Tuesday, July 26, 2016

Nicely conceived A WOMAN OF NO IMPORTANCE pleases at The Shaw

Oscar Wilde is one of Britain’s best known turn of the century authors.  He is the writer of the theater masterpiece, The Importance of Being Earnest (1895) and the much praised, The Picture of Dorian Gray (1890).

Wilde satirized English upper class society.  Often filled with biting satire, his writings also concerned decadence, duplicity and beauty.

His A Woman of No Importance showcases his talent as a writer of comedy and tragedy.  It parallels, in some ways, Wilde’s own life.  A lover of young beauty, especially youthful males, he idealized the best of society.  He loved being the center of attention, whether through sporting fancy clothing or being seen with beautiful people. 

Because of losing a lawsuit which centered on his contending he was slandered when the Marquess of Queensberry, the father of Wilde’s lover, Lord Alfred Douglas, accused him of gross indecency with men, he went to jail for two years, lost his societal standing and wealth, and eventually died a pauper, almost forgotten, at a young age.

A Woman of No Importance
, referred to as Wilde’s “weakest play,” because of its structure.  The first act-and-a-half reflects witty conversations of members of the upper-class, and the drama, the message of the play, is shoe-horned into the last half of the second act. 

The play was written to take place in “the present,” 1894.  Eda Holmes, Shaw’s director, chose to set it in 1951, the year that, in Britain,  the Conservatives ousted the Labor government.  Both the late 1800s and the 1950s were periods that were highlighted by society having “the power to make or break the individual.”  As it mattered little to the meaning of the play, her choice may have been nothing more than to give a chance to showcase the Dior styled costumes that populated the stage.

The majority of the first act centers on Lady Caroline Pontefract and American visitor, Hester Worsley, gossiping, learning that Lord Arbuthnot, a powerful political figure, may be appointing Gerald Arbuthnot as his secretary, and discussing that Lord Illingworth wanted to be a foreign ambassador.  Gerald offers to take Hester for a walk, Lady Hunstanton and Lady Stutfield share observations about Hester’s background and wealth.  You get it…much ado about nothing.  But, due to Wilde’s way with words, the goings on are fun.

The wrinkle in the fabric comes when Mrs.

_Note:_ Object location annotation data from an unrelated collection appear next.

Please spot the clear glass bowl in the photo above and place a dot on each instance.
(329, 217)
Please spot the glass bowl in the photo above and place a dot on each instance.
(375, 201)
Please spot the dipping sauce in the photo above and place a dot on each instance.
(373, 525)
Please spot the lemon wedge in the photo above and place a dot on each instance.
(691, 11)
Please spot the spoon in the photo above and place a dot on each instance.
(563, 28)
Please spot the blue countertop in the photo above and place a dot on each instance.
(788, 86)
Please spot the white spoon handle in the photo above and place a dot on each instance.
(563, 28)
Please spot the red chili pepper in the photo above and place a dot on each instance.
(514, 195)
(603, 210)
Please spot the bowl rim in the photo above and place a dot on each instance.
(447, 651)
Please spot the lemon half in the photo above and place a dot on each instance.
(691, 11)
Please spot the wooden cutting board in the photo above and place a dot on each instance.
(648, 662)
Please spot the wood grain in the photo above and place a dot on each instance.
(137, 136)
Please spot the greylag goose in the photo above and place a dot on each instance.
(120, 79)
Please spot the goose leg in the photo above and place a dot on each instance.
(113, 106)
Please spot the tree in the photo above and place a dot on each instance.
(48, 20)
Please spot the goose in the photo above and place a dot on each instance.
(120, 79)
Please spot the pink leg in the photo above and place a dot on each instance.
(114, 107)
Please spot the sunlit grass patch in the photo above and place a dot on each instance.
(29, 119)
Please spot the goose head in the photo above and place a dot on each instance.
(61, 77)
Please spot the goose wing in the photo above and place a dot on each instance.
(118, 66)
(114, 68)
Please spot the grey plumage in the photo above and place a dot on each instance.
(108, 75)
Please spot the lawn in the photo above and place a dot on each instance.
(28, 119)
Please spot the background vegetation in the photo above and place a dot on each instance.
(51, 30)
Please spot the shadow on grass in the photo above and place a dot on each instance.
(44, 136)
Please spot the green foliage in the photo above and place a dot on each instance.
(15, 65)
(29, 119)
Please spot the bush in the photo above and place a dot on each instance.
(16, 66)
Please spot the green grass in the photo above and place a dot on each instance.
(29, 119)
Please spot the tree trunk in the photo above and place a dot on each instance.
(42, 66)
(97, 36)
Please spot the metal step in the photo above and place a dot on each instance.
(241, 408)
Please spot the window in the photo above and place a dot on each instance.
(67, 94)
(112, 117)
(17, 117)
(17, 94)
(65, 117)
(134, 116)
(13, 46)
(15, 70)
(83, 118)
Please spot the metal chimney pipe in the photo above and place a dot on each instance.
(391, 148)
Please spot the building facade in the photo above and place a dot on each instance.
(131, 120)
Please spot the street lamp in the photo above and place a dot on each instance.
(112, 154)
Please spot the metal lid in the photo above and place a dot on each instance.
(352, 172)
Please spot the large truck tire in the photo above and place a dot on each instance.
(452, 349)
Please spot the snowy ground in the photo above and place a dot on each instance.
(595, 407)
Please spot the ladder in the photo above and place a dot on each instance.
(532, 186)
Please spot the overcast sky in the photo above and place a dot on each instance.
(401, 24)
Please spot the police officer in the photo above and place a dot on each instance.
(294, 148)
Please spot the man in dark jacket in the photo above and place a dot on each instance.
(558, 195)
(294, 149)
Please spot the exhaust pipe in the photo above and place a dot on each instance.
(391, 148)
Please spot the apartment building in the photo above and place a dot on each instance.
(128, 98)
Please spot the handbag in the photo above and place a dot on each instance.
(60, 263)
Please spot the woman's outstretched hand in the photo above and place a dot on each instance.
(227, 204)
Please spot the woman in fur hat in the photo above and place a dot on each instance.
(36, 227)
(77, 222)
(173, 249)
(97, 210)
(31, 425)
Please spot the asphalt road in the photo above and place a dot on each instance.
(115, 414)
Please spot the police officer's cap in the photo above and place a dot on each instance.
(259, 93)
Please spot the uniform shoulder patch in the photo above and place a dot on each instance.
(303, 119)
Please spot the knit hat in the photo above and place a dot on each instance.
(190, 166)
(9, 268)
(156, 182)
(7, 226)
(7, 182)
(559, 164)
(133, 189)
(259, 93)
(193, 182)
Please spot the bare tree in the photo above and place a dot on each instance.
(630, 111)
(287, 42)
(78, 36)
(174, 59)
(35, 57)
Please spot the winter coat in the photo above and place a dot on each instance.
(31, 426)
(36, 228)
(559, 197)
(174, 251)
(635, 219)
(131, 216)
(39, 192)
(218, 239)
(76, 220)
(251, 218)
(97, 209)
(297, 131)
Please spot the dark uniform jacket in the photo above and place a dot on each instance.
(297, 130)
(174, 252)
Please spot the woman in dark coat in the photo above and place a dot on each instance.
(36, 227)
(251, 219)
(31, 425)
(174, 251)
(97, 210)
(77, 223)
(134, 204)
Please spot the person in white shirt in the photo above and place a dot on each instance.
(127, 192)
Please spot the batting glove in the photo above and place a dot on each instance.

Arbuthnot sends a note that she is coming to the party.  A question comes as to who she is.  The response, “A woman of no importance.”

But, of importance she is, as we find out that Mrs. Arbuthnot is Gerald’s mother, and Gerald is the illegitimate son of Lord Illingworth. When it is revealed to Gerald who his father is, he insists it is the duty of Mrs. Arbuthnot and Lord Illingworth to get married.  And, we finally have the dramatic segment of the script which leaves the audience to consider whether the marriage will take place.  Fear not, Mrs. Arbuthnot decides that Lord Illingworth is a “man of no importance.”

The story is weak, but Wilde’s writing is not.  The dialogue is filled with bon mots.  Included are:  “Nothing spoils romance so much as a sense of humor in the woman.”  “To get into the best society, nowadays, one has either to feed people, amuse people, or shock people - that is all!”  “The happiness of a married man depends on the people he has not married.” “No woman should have a memory. Memory in a woman is the beginning of dowdiness. One can always tell from a woman's bonnet whether she has got a memory or not.”  And, one of the most quoted lines from the script, “Duty is what one expects from others, it is not what one does oneself.”

The Shaw production is nicely conceived.  The sarcasm, the wit, is present, the pacing such that the attention is kept, and the fact that the tale is shallow becomes secondary to the writer’s cleverness, which flows from his characters.

The Dior costumes are elegant, the incidental music helps set the mood, and the acting excellent.

Capsule judgment:  Though A Woman of No Importance is not of the quality of some of Irish playwright Oscar Wilde’s other comedy of manners plays which satirize English upper society, such as The Importance of Being Earnest, there is enough going for this production, including quality acting, nicely timed laughs, beautiful costumes, and original music, to strongly recommend it.

A Woman of No Importance
is presented in the Festival Theatre through October 22 at The Shaw Festival and is a tribute to George Bernard Shaw and his writing contemporaries.  The Shaw has been dubbed “One of the great repertory theaters in the English-speaking world.”